GT: How did you find self-help to be deceitful and dangerous? Again, were there any experiences that stick out in your mind as having left this impression?
JLS: On the whole, I think that self-help authors believe what they are selling and have good intentions. I think this is true of the women who wrote The Rules (a guide to marrying “Mr. Right”).
However, when I went to their class, a woman told us, “I am the ultimate Rules girl because I got married twice in one year!” She then detailed the abusive relationship she’d had with her first husband after following The Rules. She’d divorced that husband and started dating the very next day, never questioning The Rules (which claim that abuse doesn’t happen when you follow The Rules).
No one else seemed to find this tale disturbing.
GT: What role has your father’s interest and work in the self-help field played in shaping your unique perspective and experience of it? Are there any interactions, moments, or experiences that stand out in your mind as having been especially influential?
JLS: My father’s involvement in the self-help field has given me a complex relationship with it, which I think was helpful to me in writing this book. My first impulse was always to disbelieve self-help, since so much of it seems superficial and weird. But knowing my dad was writing self-help books, and knowing his intentions were good, helped me open my mind a bit. Not entirely, [however]. Even my dad has written some books he’s not especially proud of, and he’s one of the good ones.
As far as self-help’s influence, I never had a moment of epiphany. It was just something that was always around, but I’d never taken the time to really be thoughtful about [it] before.
GT: As you discuss in Chapter 1, there is a fairly straightforward formula to the inspirational stories that often accompany self-help books and ideologies: a person has something horrible or tragic happen or starts out in poverty, he or she has a revelation, and then success strikes.
In spite of their predictability, do you agree with the belief that these books have “transformative therapeutic powers with concrete, real-world results”?
JLS: I agree that these books have therapeutic potential (I wouldn’t use the word “powers”), but the transformative or concrete, real-world results generally rest with the individual reading the book. Believing otherwise is textbook magical thinking.
GT: What are your thoughts on self-help versus psychotherapy—or in conjunction with it?
JLS: Self-help is great for people who cannot afford or don’t have access to therapy. Much of it is written by therapists and contains time-tested, common sense solutions.
However, your average person doesn’t know how to separate the dross from the gold in self-help, and the media doesn’t help because it gravitates toward the sensational. It almost seems that the more outrageous the claim a book makes, the more popular it is (this would explain, somewhat, the popularity of The Secret).
Another problem is that self-help is written for a general audience, and thus contains general advice. A therapist, on the other hand, can take into account a patient’s specific history. The simple act of reading a book might make you feel better, but it will not change anything if you don’t take action. It’s possible that the good feeling one gets after reading a self-help book actually prevents change by placating us—a kind of mental opiate.

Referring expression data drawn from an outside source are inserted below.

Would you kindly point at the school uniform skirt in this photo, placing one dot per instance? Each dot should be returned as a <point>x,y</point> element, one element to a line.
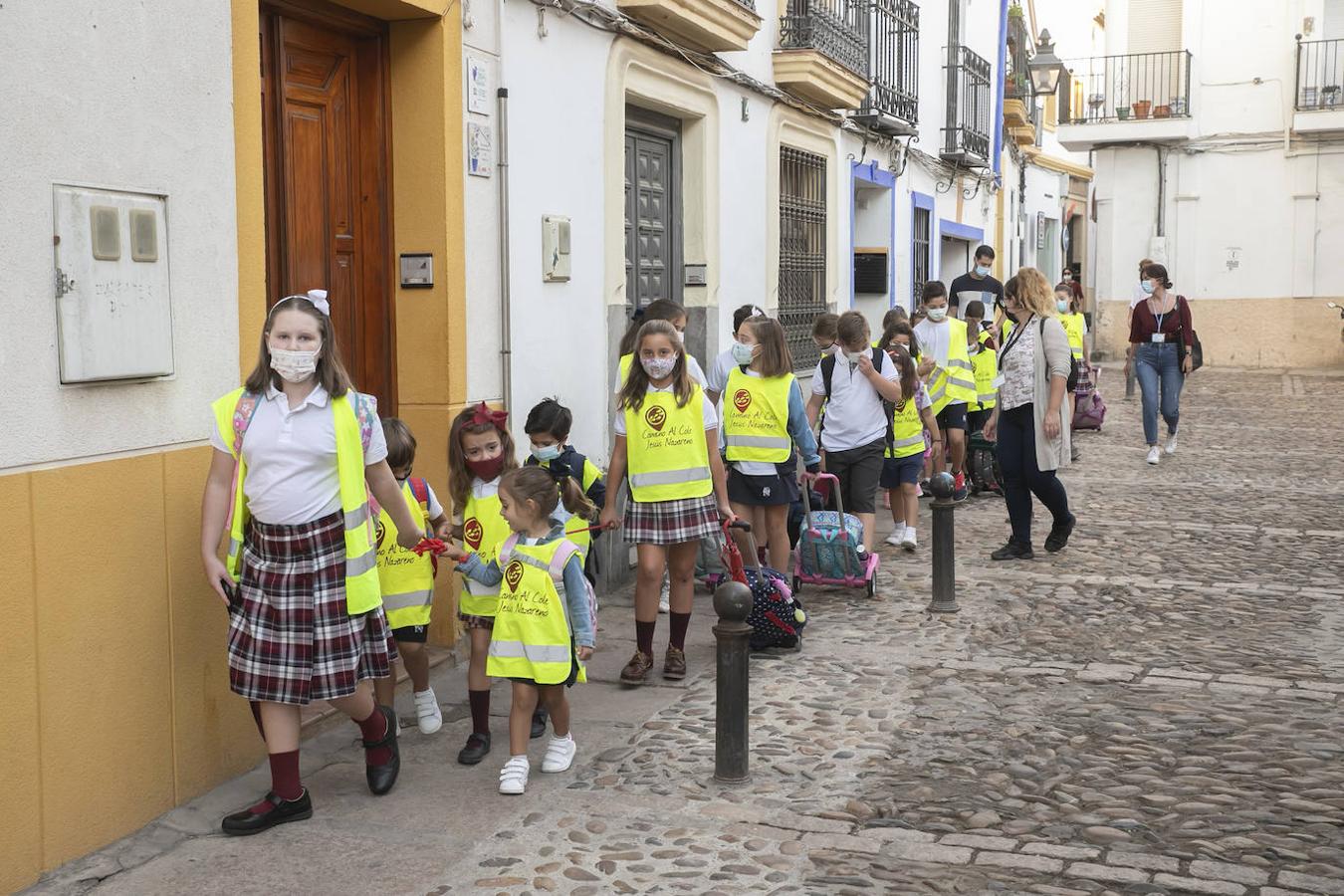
<point>291,638</point>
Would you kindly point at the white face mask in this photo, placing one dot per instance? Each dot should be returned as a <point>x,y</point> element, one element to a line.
<point>293,365</point>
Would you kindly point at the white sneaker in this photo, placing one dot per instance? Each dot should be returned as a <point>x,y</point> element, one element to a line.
<point>514,776</point>
<point>560,754</point>
<point>427,714</point>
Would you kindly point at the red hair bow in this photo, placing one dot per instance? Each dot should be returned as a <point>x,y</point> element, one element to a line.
<point>481,414</point>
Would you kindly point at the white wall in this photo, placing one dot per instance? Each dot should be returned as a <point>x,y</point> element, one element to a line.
<point>157,117</point>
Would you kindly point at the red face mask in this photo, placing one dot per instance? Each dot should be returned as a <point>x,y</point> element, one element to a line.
<point>487,470</point>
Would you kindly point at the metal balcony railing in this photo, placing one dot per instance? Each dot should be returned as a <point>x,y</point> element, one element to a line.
<point>835,29</point>
<point>1135,87</point>
<point>1320,74</point>
<point>967,133</point>
<point>893,64</point>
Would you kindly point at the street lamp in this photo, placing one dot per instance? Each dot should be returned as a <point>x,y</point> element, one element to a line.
<point>1044,68</point>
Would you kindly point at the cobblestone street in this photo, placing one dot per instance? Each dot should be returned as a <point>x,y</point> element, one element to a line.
<point>1158,710</point>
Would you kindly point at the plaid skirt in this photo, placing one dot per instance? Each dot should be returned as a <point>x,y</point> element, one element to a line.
<point>671,522</point>
<point>291,638</point>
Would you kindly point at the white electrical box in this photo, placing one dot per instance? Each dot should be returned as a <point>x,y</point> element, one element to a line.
<point>556,249</point>
<point>113,311</point>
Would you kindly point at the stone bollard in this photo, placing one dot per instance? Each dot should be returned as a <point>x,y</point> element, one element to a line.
<point>944,547</point>
<point>733,603</point>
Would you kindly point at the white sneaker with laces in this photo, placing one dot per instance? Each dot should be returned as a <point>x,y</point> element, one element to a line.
<point>560,754</point>
<point>427,714</point>
<point>514,776</point>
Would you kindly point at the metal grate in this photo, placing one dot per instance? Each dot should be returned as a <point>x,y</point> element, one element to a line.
<point>802,250</point>
<point>836,29</point>
<point>921,256</point>
<point>894,61</point>
<point>967,134</point>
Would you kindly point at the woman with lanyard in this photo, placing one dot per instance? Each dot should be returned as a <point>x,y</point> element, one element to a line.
<point>1160,338</point>
<point>1029,419</point>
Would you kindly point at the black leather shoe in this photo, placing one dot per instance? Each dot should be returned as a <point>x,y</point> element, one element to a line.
<point>475,750</point>
<point>1012,551</point>
<point>380,778</point>
<point>1058,537</point>
<point>246,822</point>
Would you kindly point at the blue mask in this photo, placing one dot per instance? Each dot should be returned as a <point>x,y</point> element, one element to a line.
<point>545,453</point>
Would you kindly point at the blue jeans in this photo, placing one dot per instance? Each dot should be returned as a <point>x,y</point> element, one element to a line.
<point>1158,367</point>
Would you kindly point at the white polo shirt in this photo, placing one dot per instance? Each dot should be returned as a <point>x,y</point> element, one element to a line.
<point>291,458</point>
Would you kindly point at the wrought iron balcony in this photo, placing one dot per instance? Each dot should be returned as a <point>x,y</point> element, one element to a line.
<point>893,101</point>
<point>835,29</point>
<point>967,133</point>
<point>1320,76</point>
<point>1132,88</point>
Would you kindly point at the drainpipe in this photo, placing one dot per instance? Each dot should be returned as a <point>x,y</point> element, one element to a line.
<point>506,331</point>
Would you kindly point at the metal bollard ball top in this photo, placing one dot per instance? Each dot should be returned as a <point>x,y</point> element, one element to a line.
<point>733,602</point>
<point>943,487</point>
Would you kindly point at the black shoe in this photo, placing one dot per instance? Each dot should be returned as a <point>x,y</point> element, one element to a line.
<point>1012,551</point>
<point>475,750</point>
<point>380,778</point>
<point>1059,534</point>
<point>246,822</point>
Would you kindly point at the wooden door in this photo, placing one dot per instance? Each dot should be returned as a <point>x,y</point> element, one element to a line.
<point>329,183</point>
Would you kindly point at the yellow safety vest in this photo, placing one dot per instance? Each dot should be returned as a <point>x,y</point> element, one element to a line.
<point>484,531</point>
<point>406,579</point>
<point>361,591</point>
<point>756,416</point>
<point>665,449</point>
<point>957,380</point>
<point>1074,327</point>
<point>531,637</point>
<point>906,430</point>
<point>986,365</point>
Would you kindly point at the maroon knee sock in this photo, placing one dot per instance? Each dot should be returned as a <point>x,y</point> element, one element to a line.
<point>644,635</point>
<point>480,703</point>
<point>680,622</point>
<point>375,729</point>
<point>284,780</point>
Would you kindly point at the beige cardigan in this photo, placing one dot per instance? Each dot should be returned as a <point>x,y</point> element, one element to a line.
<point>1052,356</point>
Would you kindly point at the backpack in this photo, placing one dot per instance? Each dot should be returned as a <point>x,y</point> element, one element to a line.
<point>828,368</point>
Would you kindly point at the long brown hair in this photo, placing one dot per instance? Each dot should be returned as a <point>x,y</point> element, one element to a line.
<point>637,381</point>
<point>775,357</point>
<point>660,310</point>
<point>460,477</point>
<point>331,372</point>
<point>535,484</point>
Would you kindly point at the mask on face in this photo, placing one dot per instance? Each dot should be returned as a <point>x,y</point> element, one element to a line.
<point>742,353</point>
<point>545,453</point>
<point>487,470</point>
<point>292,364</point>
<point>659,368</point>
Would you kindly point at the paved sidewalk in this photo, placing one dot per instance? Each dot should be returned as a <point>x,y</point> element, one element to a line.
<point>1156,710</point>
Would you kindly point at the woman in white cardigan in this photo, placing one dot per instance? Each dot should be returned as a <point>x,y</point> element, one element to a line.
<point>1029,421</point>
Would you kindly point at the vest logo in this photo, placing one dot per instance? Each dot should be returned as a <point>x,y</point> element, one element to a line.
<point>656,416</point>
<point>514,573</point>
<point>472,534</point>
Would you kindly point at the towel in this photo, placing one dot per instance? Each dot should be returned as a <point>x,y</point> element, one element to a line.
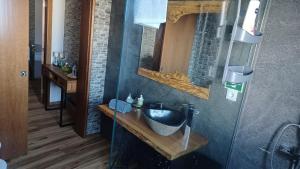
<point>150,12</point>
<point>120,106</point>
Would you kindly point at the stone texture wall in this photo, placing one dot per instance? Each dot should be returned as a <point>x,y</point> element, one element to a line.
<point>205,50</point>
<point>31,21</point>
<point>273,97</point>
<point>98,62</point>
<point>72,30</point>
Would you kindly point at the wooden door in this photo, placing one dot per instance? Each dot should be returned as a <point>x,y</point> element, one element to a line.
<point>14,50</point>
<point>177,45</point>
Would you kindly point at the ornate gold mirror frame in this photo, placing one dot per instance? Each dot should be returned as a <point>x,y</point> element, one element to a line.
<point>177,9</point>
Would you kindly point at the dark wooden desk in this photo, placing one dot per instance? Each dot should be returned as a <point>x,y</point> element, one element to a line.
<point>168,146</point>
<point>68,85</point>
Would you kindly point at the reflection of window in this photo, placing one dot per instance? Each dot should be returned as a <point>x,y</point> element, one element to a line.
<point>148,41</point>
<point>205,50</point>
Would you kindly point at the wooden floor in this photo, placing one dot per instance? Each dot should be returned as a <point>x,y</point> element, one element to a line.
<point>50,146</point>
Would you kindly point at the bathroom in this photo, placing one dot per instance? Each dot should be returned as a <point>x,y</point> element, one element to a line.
<point>251,123</point>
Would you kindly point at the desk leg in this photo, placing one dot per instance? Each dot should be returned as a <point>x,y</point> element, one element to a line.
<point>46,92</point>
<point>46,95</point>
<point>63,103</point>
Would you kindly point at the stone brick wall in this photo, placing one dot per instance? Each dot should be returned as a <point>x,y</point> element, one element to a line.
<point>72,30</point>
<point>98,62</point>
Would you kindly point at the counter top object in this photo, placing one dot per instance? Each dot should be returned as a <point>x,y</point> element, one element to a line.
<point>169,146</point>
<point>68,85</point>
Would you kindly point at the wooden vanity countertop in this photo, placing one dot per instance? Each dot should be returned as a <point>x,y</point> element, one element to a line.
<point>169,146</point>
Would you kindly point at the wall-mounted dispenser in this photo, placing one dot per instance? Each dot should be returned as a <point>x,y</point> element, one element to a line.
<point>242,73</point>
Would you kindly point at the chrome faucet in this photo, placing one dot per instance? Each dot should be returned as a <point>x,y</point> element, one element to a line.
<point>189,112</point>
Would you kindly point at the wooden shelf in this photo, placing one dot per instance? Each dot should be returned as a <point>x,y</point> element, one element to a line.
<point>169,146</point>
<point>177,9</point>
<point>176,81</point>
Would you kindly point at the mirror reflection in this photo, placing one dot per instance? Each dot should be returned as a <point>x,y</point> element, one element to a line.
<point>188,47</point>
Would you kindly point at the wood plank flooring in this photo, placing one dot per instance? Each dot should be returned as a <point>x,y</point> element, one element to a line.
<point>50,146</point>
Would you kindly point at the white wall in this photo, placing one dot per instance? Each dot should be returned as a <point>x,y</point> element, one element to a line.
<point>58,18</point>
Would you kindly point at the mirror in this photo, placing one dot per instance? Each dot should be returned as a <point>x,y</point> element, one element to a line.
<point>184,51</point>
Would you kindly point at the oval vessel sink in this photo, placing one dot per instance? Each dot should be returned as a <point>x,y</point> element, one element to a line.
<point>164,121</point>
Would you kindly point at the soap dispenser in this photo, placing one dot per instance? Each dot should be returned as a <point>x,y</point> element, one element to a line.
<point>129,99</point>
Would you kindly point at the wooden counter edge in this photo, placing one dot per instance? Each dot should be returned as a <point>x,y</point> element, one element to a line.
<point>105,109</point>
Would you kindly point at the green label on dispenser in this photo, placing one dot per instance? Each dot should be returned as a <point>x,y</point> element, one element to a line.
<point>235,86</point>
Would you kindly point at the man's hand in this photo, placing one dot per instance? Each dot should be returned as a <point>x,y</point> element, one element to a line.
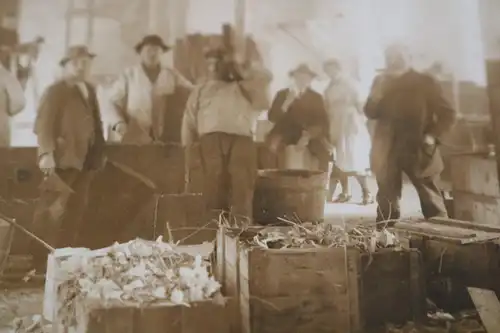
<point>120,129</point>
<point>304,139</point>
<point>429,140</point>
<point>47,163</point>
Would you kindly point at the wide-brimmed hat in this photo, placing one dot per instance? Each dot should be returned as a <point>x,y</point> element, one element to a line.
<point>152,40</point>
<point>77,51</point>
<point>218,53</point>
<point>302,69</point>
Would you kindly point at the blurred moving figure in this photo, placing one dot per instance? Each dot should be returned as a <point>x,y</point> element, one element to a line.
<point>139,97</point>
<point>218,124</point>
<point>12,102</point>
<point>412,114</point>
<point>348,132</point>
<point>300,120</point>
<point>70,147</point>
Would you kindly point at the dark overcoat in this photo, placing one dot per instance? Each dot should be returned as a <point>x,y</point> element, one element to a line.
<point>307,112</point>
<point>69,126</point>
<point>410,107</point>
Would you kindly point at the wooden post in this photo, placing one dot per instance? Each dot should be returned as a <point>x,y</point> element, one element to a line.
<point>491,34</point>
<point>239,27</point>
<point>68,18</point>
<point>90,22</point>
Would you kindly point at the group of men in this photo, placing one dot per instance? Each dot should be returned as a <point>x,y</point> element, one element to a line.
<point>218,124</point>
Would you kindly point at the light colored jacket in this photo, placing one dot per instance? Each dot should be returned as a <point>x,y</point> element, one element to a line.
<point>141,104</point>
<point>348,128</point>
<point>217,106</point>
<point>11,103</point>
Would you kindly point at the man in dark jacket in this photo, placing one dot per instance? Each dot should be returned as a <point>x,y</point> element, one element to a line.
<point>70,146</point>
<point>300,117</point>
<point>411,115</point>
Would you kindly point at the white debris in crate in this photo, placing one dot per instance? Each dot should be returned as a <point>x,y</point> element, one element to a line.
<point>138,272</point>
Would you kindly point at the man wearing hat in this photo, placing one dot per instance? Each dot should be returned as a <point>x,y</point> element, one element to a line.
<point>140,95</point>
<point>220,116</point>
<point>70,146</point>
<point>300,120</point>
<point>411,115</point>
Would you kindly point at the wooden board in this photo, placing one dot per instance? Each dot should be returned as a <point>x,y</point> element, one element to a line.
<point>280,290</point>
<point>477,208</point>
<point>475,174</point>
<point>488,306</point>
<point>200,317</point>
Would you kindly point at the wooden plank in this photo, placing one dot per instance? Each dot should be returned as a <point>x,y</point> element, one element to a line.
<point>476,208</point>
<point>488,306</point>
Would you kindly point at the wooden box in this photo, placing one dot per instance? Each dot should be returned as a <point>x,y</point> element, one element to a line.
<point>200,317</point>
<point>318,290</point>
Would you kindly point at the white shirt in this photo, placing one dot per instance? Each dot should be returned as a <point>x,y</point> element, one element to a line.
<point>83,90</point>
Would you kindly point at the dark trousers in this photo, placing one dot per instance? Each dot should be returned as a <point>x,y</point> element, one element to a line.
<point>337,176</point>
<point>59,212</point>
<point>230,171</point>
<point>390,184</point>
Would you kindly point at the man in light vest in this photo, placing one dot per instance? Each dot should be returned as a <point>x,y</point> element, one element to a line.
<point>220,117</point>
<point>139,98</point>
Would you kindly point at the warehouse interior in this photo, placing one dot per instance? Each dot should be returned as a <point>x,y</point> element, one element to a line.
<point>455,41</point>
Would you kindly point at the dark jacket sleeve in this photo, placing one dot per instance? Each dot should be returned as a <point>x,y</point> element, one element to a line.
<point>444,115</point>
<point>275,112</point>
<point>47,118</point>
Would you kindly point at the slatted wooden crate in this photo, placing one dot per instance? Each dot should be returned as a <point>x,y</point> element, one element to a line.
<point>476,192</point>
<point>200,317</point>
<point>318,290</point>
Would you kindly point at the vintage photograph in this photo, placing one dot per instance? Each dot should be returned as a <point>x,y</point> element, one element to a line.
<point>247,166</point>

That said, I know a lot of therapists who recommend self-help books to their patients to supplement their therapy, and I think it’s a valuable supplemental tool.
GT: What’s one thing that fascinates you about self-help?
JLS: The way in which it affects all of us, even those of us who don’t read self-help books or actively engage in self-help culture. We are surrounded by motivational posters, aphorism-a-day calendars, and makeover television shows. Self-improvement is our national religion. Its ideology mirrors the American Dream. Even those of us who scoff at self-help culture still embrace some of its basic values. The fact that we’re not even aware we’re doing it is what makes self-help culture so insidious.